全ての出来事というの物は、直接的なものと間接的なもので出来上がっているものです。それは直接目に見えるところと、間接的に観えるものが合わさっているともいえます。人は視野狭窄になると、目に見える直接的なところだけで物事を判断してしまうものです。しかし実際の物事は、目に見えないところの間接的な効果によって顕れてくるものです。

こういうことが分かるには、眼だけではなく心眼のようなものも同時に働かせることで気づけるように思います。そしてその訓練は、内省と振り返りによって行うものです。

例えば、過去のことを思い出すとします。その際、あの過去のことが生じたのは一体何が原因であったかということを見出していきます。すると、あの時の出会いがそうだったとか、あの時の行いが繋がっていたとか、あの時が運命の分かれ道だったとか、様々なことを思い出されます。そして今を見つめると、天の助けがあったとか、実践をしてきたからだとか、生き方が変わったからだとか、夢を信じたからだったとか、様々なことを振り返ります。

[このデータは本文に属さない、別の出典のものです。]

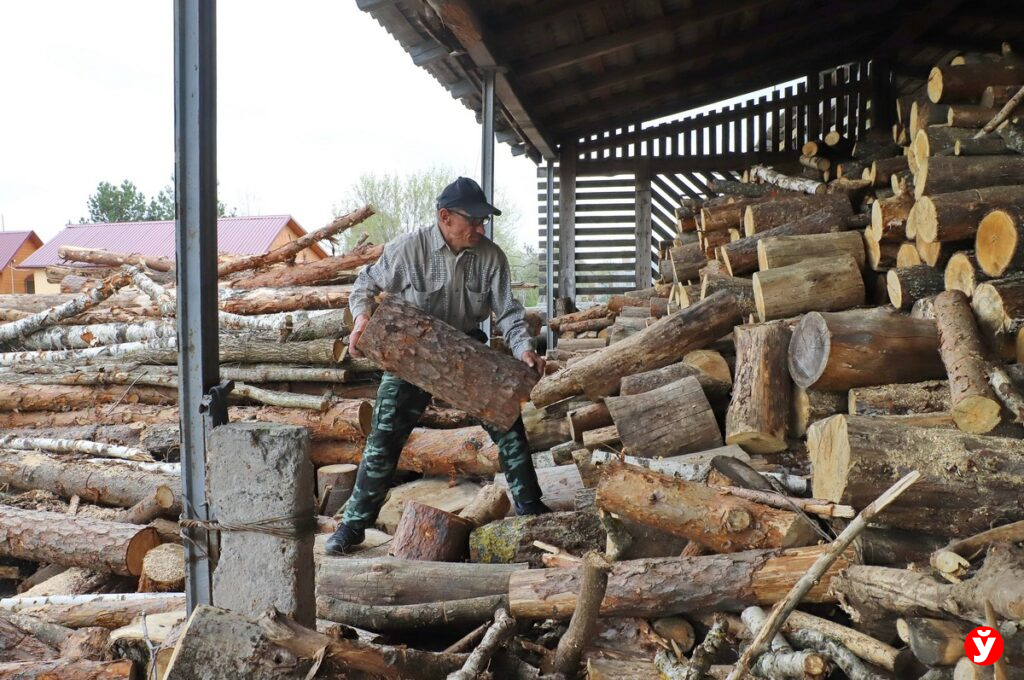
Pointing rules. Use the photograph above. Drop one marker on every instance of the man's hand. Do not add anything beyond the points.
(534, 360)
(353, 339)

そうやって内省と振り返りを通して、人は直接的にも間接的にも、生じたご縁に気づきそのすべてを実感することで出来事や物事を全体を観ることができるように思うのです。もしそのように全体を素直に観ることができるのならば人間は方向を見失うことが少なくなるように思います。いや、言い換えれば人類は方向を見失わないのではないかとも思うのです。

今の時代は、間接的なことに対する意識が失われつつあります。振り返りと内省をする時間がないほどに何か急いでいるような気がしてなりません。別にただ早いという意味ではなく、内省し振り返る時間がなくなってきているのです。

目に見えるところばかりを見て生きるのは忙しくなるだけで思いやりを優先できなくなってきます。本来は、多くの間接的な見守りによって現実の世界は生じてきたのだからそこに対する感謝の心があってこそ御蔭様の有難さに気づけるものです。

一度、眼を半分だけ閉じて心の眼を半分だけ開き、同じ目で全体を丸ごと見つめその偉大な御蔭様に気づけるのなら如何に御縁を結べた思いやりで今につながっているかといった人類の初心をも思い出させていけるように思います。

大切な気づきを共有することで、心の平安も得られ世の中の平安も広がります。何を優先して生きていくか、力強く実践を高めていきたいと思います。